I am stuck trying to extract creds. I was able to reach the login page and the “Under” page but unable to get a working python script to find users and passwords. Can someone help with pushing me in the right direction to get a working script or tell me if I am going about it the wrong way? Please PM.

Did you manage it? If not, Pm me

So rooted. If anyone has been able to pop a root shell, i’d like to discuss it.

Hi guys!
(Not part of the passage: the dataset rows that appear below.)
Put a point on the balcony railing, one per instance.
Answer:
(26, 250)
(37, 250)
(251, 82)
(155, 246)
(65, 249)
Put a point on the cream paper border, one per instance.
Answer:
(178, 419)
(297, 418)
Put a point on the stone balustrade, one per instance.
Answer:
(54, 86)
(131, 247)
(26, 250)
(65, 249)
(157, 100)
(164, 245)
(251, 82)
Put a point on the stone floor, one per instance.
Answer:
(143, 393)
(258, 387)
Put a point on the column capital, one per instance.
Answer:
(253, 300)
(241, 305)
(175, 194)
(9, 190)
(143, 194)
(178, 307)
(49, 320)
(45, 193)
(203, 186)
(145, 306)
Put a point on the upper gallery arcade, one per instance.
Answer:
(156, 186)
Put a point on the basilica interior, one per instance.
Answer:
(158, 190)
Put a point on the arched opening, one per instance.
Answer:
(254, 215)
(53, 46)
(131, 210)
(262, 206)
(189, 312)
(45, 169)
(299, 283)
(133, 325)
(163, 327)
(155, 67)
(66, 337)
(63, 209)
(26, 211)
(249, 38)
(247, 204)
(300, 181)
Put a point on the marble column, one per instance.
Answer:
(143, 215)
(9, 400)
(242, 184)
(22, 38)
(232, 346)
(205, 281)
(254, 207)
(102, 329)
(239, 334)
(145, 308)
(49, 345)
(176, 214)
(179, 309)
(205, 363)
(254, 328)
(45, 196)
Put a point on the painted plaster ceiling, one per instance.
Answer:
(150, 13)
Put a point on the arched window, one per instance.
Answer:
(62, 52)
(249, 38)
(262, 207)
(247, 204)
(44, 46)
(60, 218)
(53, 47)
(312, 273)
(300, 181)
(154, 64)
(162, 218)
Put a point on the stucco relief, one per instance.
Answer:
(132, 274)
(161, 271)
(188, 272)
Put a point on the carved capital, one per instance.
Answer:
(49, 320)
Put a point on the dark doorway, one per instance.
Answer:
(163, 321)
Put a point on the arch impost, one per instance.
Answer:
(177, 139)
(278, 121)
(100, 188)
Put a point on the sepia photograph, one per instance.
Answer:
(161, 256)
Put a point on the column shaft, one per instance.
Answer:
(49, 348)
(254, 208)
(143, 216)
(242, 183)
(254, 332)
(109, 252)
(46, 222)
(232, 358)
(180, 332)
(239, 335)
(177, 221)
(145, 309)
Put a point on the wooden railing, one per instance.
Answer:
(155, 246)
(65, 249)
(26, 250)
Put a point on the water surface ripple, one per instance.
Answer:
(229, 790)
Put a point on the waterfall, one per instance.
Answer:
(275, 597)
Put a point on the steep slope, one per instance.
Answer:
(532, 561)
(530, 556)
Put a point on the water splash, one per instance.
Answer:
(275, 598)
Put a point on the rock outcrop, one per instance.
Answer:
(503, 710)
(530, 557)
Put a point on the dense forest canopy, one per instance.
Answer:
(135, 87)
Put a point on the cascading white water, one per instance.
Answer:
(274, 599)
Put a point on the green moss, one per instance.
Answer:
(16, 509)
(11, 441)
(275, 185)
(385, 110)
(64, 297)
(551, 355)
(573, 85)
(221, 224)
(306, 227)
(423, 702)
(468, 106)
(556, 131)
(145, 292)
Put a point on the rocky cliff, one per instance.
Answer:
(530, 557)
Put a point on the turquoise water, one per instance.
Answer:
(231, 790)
I have got the initial foothold, ran Li*****.s*, got juice; but in order to exploit that you need **m*n level privs. Hence I am unable to do so. Any pointers?

Type your comment> @dividebyzer0 said:

STOP CHANGING THE PASSWORDS FOR THE USERS ON THIS BOX!

I wasted two hours trying to figure out why I couldn’t su to a particular user with the creds I already found. Why? Because some self-absorbed jackass had changed the password and then left it that way after rooting the box.

People that do this need to be lead to the gallows.

■■■■! Exact same. I wasted 3 hours trynna su with the password I extracted initially and boy it wasn’t working. Thanks man!

Very cool box. Thanks to the creator! :slight_smile: If anyone needs slight nudges, feel free to PM!

fun box ,
thanx @MrR3boot this was fun.

user : after you figure out thats this is “not sql” …you will know its not a “mango”, exploit it .

root: way way more easy then user … try GTFOBins

Hi, i’m stuck on getting user flag.
I got two creds from the login page: m+++o and a+++n ( thanks to payloadsallthethings and python script).
So now I can ssh only with m+++o but i have to be a+++n to get the user flag. I believe i have to use a***n creds somewhere… any hints men??

Finally rooted!!

Someone changed the password of user, wasted a day finding other ways.